Columnist Ryann Sheehy argues that Lori Loughlin, one of the parents who face charges from the college admissions scandal, would have benefited from teaching her daughters about failure instead. 

Next semester, a brand new class of bright-eyed, eager freshmen will burst onto JMU’s campus. They toured plenty of schools, took their SATs, studied hard to get good grades and, finally, chose James Madison as their home away from home for the next four years. Each and every one of them worked hard to share the quad with those who came before them — at least, that’s what one would hope. Most students face adversity during the college admissions process, whether they don’t get the exact SAT score they need or get deferred from early action at their top school.

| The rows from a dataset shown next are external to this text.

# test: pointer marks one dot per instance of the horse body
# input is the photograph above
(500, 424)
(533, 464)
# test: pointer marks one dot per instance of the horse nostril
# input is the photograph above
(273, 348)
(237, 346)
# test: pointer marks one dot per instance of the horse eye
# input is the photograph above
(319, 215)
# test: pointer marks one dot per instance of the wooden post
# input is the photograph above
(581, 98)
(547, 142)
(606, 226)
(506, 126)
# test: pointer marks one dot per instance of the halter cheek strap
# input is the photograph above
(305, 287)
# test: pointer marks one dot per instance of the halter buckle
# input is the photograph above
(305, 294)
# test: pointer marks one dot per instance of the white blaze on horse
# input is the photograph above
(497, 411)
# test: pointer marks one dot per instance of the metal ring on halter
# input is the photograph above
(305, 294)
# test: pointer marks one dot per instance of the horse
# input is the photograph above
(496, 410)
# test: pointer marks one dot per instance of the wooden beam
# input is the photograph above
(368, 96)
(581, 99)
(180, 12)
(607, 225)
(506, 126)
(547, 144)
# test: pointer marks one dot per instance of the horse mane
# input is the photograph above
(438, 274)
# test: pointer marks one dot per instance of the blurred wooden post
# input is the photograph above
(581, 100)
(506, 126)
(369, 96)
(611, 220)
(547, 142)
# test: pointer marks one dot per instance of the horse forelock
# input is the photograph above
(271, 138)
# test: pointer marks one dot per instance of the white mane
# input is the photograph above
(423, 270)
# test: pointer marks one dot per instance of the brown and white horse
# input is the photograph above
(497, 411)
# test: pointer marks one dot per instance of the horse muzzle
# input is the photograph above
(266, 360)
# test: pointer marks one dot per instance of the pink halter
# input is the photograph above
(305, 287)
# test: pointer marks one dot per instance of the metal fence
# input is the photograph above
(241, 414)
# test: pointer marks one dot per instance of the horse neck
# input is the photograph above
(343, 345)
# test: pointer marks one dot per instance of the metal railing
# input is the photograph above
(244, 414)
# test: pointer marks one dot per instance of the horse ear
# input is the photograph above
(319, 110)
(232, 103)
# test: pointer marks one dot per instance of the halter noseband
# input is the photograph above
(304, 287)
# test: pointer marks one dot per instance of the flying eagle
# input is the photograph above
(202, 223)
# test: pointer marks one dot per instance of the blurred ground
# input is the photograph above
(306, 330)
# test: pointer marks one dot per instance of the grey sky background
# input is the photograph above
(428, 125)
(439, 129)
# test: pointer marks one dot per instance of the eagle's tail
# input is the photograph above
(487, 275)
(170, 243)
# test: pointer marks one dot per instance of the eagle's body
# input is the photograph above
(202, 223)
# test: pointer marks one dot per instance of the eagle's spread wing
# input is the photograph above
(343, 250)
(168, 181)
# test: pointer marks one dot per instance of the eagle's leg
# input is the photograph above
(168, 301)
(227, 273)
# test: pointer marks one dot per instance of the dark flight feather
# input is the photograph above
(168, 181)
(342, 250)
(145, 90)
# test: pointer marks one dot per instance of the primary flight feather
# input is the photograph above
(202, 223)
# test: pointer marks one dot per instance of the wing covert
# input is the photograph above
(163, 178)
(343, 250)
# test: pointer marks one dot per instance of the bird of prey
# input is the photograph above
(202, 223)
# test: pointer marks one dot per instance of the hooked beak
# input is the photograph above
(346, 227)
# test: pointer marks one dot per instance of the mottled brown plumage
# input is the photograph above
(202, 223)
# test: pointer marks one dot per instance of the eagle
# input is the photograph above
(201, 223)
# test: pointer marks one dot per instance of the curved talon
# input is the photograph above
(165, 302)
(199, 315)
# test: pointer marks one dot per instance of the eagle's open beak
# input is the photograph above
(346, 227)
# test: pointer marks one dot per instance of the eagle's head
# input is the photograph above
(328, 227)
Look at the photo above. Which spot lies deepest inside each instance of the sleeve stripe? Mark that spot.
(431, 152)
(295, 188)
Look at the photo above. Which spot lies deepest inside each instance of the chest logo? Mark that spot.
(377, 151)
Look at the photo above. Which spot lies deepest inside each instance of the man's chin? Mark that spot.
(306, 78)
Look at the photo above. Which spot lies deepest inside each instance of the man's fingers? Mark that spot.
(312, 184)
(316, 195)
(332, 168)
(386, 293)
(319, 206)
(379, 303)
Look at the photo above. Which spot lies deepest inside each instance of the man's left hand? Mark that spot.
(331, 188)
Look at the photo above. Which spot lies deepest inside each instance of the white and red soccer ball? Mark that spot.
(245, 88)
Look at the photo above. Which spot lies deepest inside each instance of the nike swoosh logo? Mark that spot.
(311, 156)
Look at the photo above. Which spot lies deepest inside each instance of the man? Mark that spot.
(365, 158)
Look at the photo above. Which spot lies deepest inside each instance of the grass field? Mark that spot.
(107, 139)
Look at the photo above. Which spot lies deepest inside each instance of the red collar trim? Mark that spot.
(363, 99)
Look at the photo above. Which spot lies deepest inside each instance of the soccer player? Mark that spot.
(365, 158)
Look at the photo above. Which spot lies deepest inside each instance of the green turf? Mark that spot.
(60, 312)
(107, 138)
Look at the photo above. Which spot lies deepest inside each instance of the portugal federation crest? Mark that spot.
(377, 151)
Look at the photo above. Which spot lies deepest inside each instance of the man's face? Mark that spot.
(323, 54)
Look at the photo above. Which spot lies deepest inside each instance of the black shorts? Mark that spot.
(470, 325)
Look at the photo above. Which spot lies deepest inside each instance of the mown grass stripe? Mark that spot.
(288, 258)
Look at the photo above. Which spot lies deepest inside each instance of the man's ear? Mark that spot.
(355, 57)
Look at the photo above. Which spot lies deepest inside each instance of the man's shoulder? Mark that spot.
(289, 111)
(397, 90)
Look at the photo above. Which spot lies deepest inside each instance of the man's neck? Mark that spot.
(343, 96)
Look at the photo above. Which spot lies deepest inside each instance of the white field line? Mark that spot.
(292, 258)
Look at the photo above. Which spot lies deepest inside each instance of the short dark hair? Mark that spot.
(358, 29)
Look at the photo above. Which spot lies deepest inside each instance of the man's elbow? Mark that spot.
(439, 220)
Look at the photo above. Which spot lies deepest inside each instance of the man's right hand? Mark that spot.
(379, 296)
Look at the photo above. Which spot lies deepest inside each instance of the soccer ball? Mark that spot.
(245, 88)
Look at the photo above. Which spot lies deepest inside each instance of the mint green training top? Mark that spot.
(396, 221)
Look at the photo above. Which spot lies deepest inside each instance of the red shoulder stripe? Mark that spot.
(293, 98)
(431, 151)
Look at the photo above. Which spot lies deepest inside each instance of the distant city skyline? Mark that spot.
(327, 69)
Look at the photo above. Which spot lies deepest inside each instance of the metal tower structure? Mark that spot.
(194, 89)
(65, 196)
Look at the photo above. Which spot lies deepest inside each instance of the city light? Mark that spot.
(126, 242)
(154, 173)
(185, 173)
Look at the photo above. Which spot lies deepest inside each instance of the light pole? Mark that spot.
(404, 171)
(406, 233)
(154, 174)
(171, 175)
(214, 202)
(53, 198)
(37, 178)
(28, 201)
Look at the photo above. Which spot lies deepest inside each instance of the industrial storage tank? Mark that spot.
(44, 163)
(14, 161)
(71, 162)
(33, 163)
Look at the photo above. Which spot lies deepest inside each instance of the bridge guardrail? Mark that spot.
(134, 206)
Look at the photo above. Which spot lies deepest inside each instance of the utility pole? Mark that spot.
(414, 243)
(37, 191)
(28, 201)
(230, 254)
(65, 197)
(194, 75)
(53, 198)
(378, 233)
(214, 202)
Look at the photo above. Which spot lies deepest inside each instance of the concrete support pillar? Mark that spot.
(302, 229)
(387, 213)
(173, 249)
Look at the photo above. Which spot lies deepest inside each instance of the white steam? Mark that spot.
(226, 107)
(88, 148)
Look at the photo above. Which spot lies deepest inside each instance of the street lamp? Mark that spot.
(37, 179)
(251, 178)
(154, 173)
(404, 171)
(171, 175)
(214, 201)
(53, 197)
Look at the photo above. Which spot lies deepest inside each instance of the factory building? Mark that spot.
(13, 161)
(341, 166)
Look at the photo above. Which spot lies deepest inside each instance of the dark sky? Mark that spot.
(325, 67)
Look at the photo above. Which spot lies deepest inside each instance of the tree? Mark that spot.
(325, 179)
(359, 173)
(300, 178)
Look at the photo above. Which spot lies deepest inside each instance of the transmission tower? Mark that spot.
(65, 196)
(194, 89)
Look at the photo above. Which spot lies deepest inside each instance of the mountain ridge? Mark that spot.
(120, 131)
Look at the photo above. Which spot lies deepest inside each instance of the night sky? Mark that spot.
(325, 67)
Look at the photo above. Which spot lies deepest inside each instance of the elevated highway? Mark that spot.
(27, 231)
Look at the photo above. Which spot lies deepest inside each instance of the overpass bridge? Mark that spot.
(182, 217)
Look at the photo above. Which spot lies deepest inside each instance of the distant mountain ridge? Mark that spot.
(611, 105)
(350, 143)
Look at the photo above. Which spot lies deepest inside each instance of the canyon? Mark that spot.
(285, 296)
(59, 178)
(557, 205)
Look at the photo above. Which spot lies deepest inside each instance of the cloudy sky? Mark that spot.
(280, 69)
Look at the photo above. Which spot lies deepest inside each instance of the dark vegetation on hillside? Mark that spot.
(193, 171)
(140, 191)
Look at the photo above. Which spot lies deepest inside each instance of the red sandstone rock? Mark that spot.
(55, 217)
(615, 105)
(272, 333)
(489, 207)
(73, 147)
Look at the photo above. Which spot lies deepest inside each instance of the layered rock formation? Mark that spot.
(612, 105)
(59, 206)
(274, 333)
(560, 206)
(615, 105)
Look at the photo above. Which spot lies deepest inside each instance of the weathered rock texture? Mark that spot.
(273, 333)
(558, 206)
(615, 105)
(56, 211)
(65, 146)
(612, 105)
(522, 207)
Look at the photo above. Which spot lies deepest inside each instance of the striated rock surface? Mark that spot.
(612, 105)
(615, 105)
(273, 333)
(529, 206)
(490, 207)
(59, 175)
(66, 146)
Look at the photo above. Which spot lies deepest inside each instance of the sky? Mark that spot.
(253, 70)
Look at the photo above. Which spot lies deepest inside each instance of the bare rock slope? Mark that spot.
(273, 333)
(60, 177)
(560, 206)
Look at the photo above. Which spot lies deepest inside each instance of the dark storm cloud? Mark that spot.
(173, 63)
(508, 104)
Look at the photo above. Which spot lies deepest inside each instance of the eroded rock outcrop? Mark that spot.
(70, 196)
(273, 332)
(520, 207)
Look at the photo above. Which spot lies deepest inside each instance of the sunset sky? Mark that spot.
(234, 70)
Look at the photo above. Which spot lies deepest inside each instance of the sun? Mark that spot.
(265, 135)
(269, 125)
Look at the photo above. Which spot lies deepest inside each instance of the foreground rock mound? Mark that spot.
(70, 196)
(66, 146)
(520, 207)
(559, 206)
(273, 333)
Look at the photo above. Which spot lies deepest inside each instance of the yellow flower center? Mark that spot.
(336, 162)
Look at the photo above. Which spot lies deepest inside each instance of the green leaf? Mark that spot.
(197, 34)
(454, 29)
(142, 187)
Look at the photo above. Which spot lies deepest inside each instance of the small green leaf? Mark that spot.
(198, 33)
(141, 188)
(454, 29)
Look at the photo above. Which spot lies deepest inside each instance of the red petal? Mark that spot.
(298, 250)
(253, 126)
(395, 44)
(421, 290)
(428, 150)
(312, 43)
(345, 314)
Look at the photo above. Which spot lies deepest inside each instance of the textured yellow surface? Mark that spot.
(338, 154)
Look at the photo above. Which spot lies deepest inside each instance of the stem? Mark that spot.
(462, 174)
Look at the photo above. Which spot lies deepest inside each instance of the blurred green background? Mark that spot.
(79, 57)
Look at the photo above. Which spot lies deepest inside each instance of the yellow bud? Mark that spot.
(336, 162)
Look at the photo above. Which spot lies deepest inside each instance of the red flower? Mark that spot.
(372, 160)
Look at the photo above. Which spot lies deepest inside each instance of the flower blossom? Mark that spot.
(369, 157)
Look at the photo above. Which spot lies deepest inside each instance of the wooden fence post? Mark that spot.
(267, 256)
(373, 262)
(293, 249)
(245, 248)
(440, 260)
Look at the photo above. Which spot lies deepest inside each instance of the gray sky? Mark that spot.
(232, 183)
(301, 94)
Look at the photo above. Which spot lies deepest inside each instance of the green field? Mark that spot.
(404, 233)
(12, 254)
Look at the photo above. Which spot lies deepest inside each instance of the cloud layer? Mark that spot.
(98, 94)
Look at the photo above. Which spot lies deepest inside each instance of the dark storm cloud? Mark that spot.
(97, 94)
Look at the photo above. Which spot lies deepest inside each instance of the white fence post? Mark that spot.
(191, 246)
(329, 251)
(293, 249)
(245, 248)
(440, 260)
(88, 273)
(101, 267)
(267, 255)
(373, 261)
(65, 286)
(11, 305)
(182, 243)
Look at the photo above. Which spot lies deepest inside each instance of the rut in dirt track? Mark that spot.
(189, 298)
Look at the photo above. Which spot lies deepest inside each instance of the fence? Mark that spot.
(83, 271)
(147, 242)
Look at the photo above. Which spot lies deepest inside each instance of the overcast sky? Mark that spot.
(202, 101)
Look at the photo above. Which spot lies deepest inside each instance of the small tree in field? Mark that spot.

Some parents, however, decide that paying for these obstacles to disappear will give their child unhindered success when the opposite is true.

“Desperate Housewives” actress Felicity Huffman pled guilty May 13 to paying Rick Singer $15,000 to provide her daughter more time to take the SAT. Singer also fixed the test answers so Huffman’s daughter could score 400 points higher. Another parent, Stephen Semprevivo, paid $400,000 for his son to be admitted to Georgetown University as a tennis recruit. First red flag — his son didn’t play high school tennis. Singer has allegedly been paid by many wealthy parents to bribe college coaches and fix college admission test scores. These parents are part of a huge college scam that includes 14 parents who have pled guilty and 19 who pled not guilty.

What these parents have clearly never learned — and what lesson they’ve never taught their children — is that failure is an inevitable and positive experience. Countless valuable lessons can be learned from failure, such as perseverance. In a parent’s quest to protect their children from the negative feelings of failure, they can actually make it harder for their children to cope later in life. Mandie Shean writes for “The Conversation” that “failure is not the absence of success, but the experience of failure on the way to success.” Maybe that’s why failure makes such a great talking point in a job interview.

Michael Lindenmayer, a contributor to “Forbes,” lists the five major benefits of failing. First, Lindenmayer suggests that, when someone fails, more clarity may come to an otherwise chaotic situation. Second, failure weeds out friends who don’t have a person’s best interests at heart. The friends that stick around when times are tough are the true “champions.” Third, when someone faces an insurmountable obstacle, that failure may spark creative solutions that are even better than the previous ones. Fourth, failure gives a person grit that leaves them more resilient than before. Fifth, failure can bring about a certain kind of freedom that releases someone from the pressures of perfection or invincibility. The first failure can make others to come feel less monumental.

The parents that are a part of the college cheating scandal are greatly mistaken if they believe that shielding their children from rejection is going to help them in life. Setting a child up to go to a school that is above their academic level may lead to much more failure. College is college: there are schools at all levels that provide a degree, academic challenges, lifelong friends and unforgettable experiences and opportunities.

It’s normal to fall off a bike the first time the training wheels are taken off, it’s normal to bomb a test or two and it’s certainly normal to get rejected from a school that isn’t the right fit. Parents should learn to trust in their children to work hard and make the right decisions that will guide them through their own path — not the path paved by mom and dad’s wallet.